File repositories on the CGC

Before you can analyze data on the CGC, the files need to be within a specific project. In other words, an analysis can't be performed on the data which is outside of the project. You can copy files from a CGC file repository to your project, or you can upload your own data.

For instance, if you'd like to use an annotation file from the Public Reference Files repository for a task execution, you first need to copy it to your project.

There are several file repositories on the CGC.

  • Every project has its own Project Files. This repository is located within the project and contains the input and output files for workflows in that project. You can upload files or copy them from other projects and repositories.

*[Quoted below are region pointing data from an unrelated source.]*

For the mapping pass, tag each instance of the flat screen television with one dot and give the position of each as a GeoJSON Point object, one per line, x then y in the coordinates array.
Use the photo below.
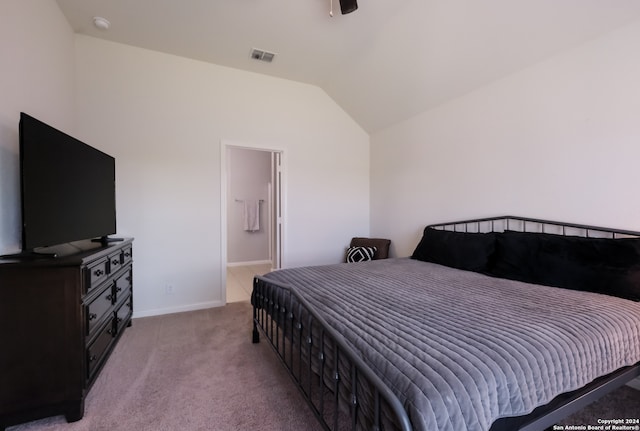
{"type": "Point", "coordinates": [67, 188]}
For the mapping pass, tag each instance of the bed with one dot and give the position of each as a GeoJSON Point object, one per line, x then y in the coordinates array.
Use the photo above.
{"type": "Point", "coordinates": [493, 324]}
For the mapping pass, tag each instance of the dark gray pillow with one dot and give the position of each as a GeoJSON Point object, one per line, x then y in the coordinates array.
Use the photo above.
{"type": "Point", "coordinates": [462, 250]}
{"type": "Point", "coordinates": [360, 254]}
{"type": "Point", "coordinates": [609, 266]}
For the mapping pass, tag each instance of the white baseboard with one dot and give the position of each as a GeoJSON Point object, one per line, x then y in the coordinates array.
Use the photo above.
{"type": "Point", "coordinates": [178, 309]}
{"type": "Point", "coordinates": [635, 383]}
{"type": "Point", "coordinates": [249, 263]}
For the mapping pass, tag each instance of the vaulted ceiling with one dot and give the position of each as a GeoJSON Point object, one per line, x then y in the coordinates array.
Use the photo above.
{"type": "Point", "coordinates": [385, 62]}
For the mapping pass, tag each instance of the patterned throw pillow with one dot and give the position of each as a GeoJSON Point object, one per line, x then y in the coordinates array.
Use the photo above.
{"type": "Point", "coordinates": [360, 254]}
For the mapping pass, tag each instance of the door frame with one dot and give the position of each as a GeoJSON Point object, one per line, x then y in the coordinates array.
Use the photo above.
{"type": "Point", "coordinates": [225, 144]}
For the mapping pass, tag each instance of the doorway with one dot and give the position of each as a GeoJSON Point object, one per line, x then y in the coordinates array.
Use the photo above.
{"type": "Point", "coordinates": [252, 206]}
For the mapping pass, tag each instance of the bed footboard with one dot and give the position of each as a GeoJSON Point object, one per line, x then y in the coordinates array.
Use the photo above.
{"type": "Point", "coordinates": [340, 388]}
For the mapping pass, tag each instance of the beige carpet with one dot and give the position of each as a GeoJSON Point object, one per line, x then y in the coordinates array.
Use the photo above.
{"type": "Point", "coordinates": [190, 371]}
{"type": "Point", "coordinates": [199, 371]}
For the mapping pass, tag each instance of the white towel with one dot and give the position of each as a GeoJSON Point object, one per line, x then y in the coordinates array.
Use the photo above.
{"type": "Point", "coordinates": [251, 215]}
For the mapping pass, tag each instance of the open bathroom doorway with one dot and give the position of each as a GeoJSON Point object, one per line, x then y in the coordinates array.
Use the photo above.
{"type": "Point", "coordinates": [253, 222]}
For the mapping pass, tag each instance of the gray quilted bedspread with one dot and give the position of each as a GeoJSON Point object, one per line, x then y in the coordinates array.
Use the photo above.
{"type": "Point", "coordinates": [461, 349]}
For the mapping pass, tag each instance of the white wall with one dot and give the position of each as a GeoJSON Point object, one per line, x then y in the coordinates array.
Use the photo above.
{"type": "Point", "coordinates": [163, 117]}
{"type": "Point", "coordinates": [558, 141]}
{"type": "Point", "coordinates": [37, 77]}
{"type": "Point", "coordinates": [248, 179]}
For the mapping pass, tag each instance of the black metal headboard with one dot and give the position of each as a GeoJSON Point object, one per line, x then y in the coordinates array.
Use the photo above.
{"type": "Point", "coordinates": [524, 224]}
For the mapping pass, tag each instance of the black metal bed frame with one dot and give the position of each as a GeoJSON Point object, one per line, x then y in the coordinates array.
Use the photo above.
{"type": "Point", "coordinates": [344, 393]}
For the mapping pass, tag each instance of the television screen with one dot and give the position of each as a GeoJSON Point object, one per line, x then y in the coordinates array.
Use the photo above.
{"type": "Point", "coordinates": [67, 187]}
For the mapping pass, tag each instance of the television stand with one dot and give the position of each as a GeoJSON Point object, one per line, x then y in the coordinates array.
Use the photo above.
{"type": "Point", "coordinates": [60, 319]}
{"type": "Point", "coordinates": [29, 255]}
{"type": "Point", "coordinates": [105, 240]}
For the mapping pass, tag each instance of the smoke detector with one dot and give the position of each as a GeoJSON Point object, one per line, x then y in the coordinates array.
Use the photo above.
{"type": "Point", "coordinates": [101, 23]}
{"type": "Point", "coordinates": [259, 54]}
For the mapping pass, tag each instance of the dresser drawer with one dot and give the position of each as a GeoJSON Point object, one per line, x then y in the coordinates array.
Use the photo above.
{"type": "Point", "coordinates": [98, 348]}
{"type": "Point", "coordinates": [123, 314]}
{"type": "Point", "coordinates": [97, 309]}
{"type": "Point", "coordinates": [123, 286]}
{"type": "Point", "coordinates": [115, 262]}
{"type": "Point", "coordinates": [96, 273]}
{"type": "Point", "coordinates": [127, 255]}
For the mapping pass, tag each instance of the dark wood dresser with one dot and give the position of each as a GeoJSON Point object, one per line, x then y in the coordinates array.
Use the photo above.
{"type": "Point", "coordinates": [60, 318]}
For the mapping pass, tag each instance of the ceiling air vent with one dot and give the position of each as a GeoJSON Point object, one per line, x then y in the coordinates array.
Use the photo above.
{"type": "Point", "coordinates": [258, 54]}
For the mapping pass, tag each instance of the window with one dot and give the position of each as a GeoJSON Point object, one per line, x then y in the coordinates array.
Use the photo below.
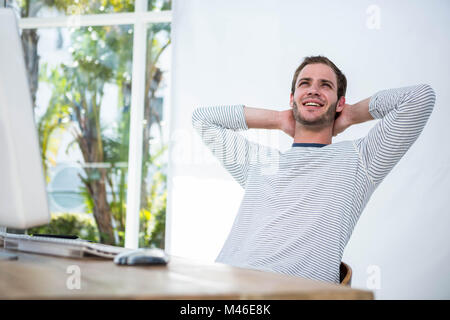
{"type": "Point", "coordinates": [99, 78]}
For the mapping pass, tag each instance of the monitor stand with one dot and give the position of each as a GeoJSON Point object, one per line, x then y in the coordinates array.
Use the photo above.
{"type": "Point", "coordinates": [5, 255]}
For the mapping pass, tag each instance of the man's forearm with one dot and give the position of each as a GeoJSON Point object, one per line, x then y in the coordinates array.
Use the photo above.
{"type": "Point", "coordinates": [360, 112]}
{"type": "Point", "coordinates": [261, 118]}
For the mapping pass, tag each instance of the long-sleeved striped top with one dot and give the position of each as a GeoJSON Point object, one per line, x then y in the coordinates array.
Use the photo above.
{"type": "Point", "coordinates": [300, 206]}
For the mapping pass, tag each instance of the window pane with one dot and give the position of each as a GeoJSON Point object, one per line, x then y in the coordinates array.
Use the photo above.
{"type": "Point", "coordinates": [155, 158]}
{"type": "Point", "coordinates": [81, 86]}
{"type": "Point", "coordinates": [45, 8]}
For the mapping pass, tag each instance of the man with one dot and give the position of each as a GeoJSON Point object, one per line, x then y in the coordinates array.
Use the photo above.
{"type": "Point", "coordinates": [301, 206]}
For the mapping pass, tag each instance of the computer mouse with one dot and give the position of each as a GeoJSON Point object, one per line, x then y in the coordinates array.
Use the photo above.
{"type": "Point", "coordinates": [153, 256]}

  • The CGC hosts TCGA data, which can be accessed via the Case Explorer and the Data Browser from the Data tab on the top navigation bar.

  • Public Reference Files, a repository of files maintained by the CGC, contains the latest and most frequently used reference genomes and annotation files so you won't have to upload your own reference files every time you run a task. Many bioinformatics tools and workflows require reference and annotation files to work properly. Files stored in this repository can be copied to your Project Files for use in analyses.

  • Public Test Files, also a repository of files maintained by the Seven Bridges, which contains the common test samples.

You can copy files from any file repositories to your project. Or, you can upload your data directly to a project. For instance, if you'd like to use a file from the Public Reference Files or Public Test Files repository, you first need to copy it to your project. You can access these repositories from the Data menu.